Sukses

Ternyata Kini Perbankan Internasional Bisa Punya Aset Kripto, Asalkan Penuhi Syarat Ketat Ini

Selama ini, kripto masih menjadi perdebatan di dunia. Meski kemudian sudah mulai sedikit melunak seperti terlihat pada aturan permodalan ATMR.

Liputan6.com, Balikpapan - Perbankan internasional saat ini dimungkinan untuk memiliki aset kripto namun harus memenuhi persyaratan yang cukup ketat. Di mana, jika berkaca dari peraturan internasional, salah satu syarat bank bisa memiliki aset kripto menilik dari sisi Aktiva Tertimbang Menurut Risiko (ATMR).

Ini diungkapkan Wakil Ketua Dewan Komisioner Otoritas Jasa Keuangan (OJK) Mirza Adityaswara kepada media di Balikpapan, pekan ini. Aturan internasional menetapkan bank bisa memiliki aset kripto asalkan memiliki ATMR sebesar 1.250 persen.

ATMR merupakan risiko atas modal berkaitan dengan dana yang diinvestasikan pada aktiva berisiko rendah ataupun yang risikonya lebih tinggi dari yang lain.

"Jadi kalau di dunia internasional itu, bank internasional itu kalau mau kripto maka ada persyaratan permodalan. Jadi ATMR 1.250 persen. Jadi boleh tapi tidak disarankan," jela dia.

Mirza mengakui jika saat ini pandangan bank internasional terhadap kripto mulai sedikit berubah dibandingkan 3 tahun lalu. Alasannya, banyak para nasabah bank internasional tersebut sudah mulai melirik aset kripto.

Selama ini, kripto masih menjadi perdebatan di dunia. Meski kemudian sudah mulai sedikit melunak seperti terlihat pada aturan permodalan ATMR.

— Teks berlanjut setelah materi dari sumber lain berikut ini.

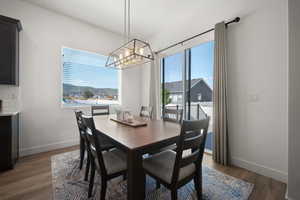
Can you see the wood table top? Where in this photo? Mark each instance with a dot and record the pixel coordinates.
(137, 137)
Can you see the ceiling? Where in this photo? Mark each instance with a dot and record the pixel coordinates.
(149, 17)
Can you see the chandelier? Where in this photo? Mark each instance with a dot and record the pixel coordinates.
(134, 52)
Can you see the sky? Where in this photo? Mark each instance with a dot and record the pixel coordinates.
(88, 69)
(202, 57)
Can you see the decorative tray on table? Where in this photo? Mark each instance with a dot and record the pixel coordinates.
(135, 122)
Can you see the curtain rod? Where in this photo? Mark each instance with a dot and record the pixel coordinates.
(236, 20)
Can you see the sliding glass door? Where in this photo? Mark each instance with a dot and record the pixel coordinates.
(187, 83)
(172, 81)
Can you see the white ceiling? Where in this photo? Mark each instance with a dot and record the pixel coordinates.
(149, 17)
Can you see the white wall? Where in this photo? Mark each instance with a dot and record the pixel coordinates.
(257, 82)
(258, 91)
(294, 100)
(44, 124)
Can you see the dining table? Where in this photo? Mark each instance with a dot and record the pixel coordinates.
(136, 142)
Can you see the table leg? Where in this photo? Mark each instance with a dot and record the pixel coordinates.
(135, 179)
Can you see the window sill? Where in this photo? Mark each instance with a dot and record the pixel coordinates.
(74, 107)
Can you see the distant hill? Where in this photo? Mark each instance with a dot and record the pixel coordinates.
(71, 90)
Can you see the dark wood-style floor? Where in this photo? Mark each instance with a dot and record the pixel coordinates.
(31, 179)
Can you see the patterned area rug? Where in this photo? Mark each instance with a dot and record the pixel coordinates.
(68, 184)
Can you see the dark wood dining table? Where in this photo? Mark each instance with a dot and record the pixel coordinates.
(137, 141)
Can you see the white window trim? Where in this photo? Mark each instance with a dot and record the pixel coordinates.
(74, 107)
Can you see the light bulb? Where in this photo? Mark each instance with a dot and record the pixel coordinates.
(141, 51)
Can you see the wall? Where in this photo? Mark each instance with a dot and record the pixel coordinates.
(44, 124)
(258, 87)
(294, 99)
(258, 91)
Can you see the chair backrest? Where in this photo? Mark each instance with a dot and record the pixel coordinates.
(192, 137)
(80, 124)
(100, 110)
(146, 112)
(93, 142)
(173, 115)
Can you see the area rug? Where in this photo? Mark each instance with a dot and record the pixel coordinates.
(68, 184)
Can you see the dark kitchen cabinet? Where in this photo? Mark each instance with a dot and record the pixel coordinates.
(9, 50)
(9, 141)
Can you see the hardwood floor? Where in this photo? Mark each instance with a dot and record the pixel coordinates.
(31, 179)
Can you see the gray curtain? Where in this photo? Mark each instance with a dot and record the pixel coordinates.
(220, 151)
(154, 96)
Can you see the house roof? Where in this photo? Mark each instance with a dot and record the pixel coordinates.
(176, 86)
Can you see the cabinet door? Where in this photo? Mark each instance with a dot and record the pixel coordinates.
(7, 53)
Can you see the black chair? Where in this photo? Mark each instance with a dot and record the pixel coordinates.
(170, 115)
(108, 164)
(83, 142)
(173, 115)
(100, 110)
(146, 112)
(174, 170)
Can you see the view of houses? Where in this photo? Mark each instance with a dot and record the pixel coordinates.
(76, 95)
(201, 101)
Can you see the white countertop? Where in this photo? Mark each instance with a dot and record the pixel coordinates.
(8, 113)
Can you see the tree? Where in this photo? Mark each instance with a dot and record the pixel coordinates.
(88, 94)
(165, 94)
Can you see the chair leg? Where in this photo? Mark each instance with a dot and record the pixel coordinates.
(87, 168)
(198, 184)
(124, 177)
(103, 188)
(91, 185)
(82, 150)
(174, 194)
(157, 185)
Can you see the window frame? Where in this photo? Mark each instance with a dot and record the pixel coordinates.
(65, 106)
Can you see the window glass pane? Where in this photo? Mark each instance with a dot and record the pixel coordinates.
(86, 80)
(202, 58)
(173, 81)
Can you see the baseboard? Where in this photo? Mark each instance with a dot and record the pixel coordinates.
(260, 169)
(47, 147)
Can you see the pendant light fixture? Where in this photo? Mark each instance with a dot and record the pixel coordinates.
(134, 52)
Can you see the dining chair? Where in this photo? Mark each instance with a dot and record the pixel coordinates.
(100, 110)
(146, 112)
(174, 170)
(108, 164)
(83, 143)
(173, 115)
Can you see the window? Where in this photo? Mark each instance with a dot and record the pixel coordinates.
(86, 80)
(189, 73)
(199, 97)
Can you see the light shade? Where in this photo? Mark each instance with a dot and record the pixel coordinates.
(135, 52)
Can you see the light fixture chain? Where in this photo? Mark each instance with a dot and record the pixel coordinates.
(128, 20)
(125, 21)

"Sekarang sudah sebenarnya bisa menerima tapi dengan berat hati terkait kripto itu. Jadi di internasional itu pokoknya bank internasional kalay mau involve di kripto ada syarat modalnya," jelas dia.

Pada aturan permodalan  ATMR 1.250 persen ini, menetapkan jika  setiap Rp1 aset kripto yang dimiliki perbankan harus dicover oleh 1 modal dan tidak boleh menggunakan dana pihak ketiga (DPK).

 

 

2 dari 2 halaman

Kripto di Bawah OJK

Mirza mengatakan ke depan OJK juga akan mengurusi aset kripto. Pengalihan ini sesuai UU Nomor 4 tahun 2023 tentang Pengembangan dan Penguatan Sektor Keuangan (UU PPSK) yang ditandatangani oleh Presiden Joko Widodo (Jokowi). 

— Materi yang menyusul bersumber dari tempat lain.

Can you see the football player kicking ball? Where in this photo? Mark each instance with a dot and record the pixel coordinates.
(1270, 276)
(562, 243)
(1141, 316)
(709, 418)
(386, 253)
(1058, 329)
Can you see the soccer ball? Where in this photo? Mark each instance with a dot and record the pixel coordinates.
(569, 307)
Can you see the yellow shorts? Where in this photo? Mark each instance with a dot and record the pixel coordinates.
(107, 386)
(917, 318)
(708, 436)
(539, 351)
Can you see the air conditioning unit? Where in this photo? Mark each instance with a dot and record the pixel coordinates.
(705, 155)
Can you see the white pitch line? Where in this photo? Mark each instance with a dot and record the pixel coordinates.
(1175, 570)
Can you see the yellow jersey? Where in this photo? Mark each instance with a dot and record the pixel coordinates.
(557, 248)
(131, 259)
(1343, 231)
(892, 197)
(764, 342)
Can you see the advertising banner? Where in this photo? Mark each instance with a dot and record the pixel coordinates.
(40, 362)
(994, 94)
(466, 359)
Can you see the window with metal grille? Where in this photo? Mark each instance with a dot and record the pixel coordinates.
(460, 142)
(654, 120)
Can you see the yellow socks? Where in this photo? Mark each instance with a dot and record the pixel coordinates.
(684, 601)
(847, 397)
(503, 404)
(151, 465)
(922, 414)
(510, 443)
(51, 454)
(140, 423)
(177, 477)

Pengalihan pengawasan ini berkaca pada banyaknya investor berinvestasi aset kripto, sehingga harus ada regulator yang mengatur. OJK akan menyiapkan berbagai hal terkait kewenangan ini. "Dalam 2,5 tahun ke depan ini, OJK diberi amanat urusi aset kripto," ucap Mirza.

Sebelumnya,  pengawasan dan pengelolaan aset kripto akan berada di bawah pengawasan Otoritas Jasa Keuangan (OJK) yang sebelumnya ada di  Badan Pengawas Perdagangan Komoditi (Bappebti).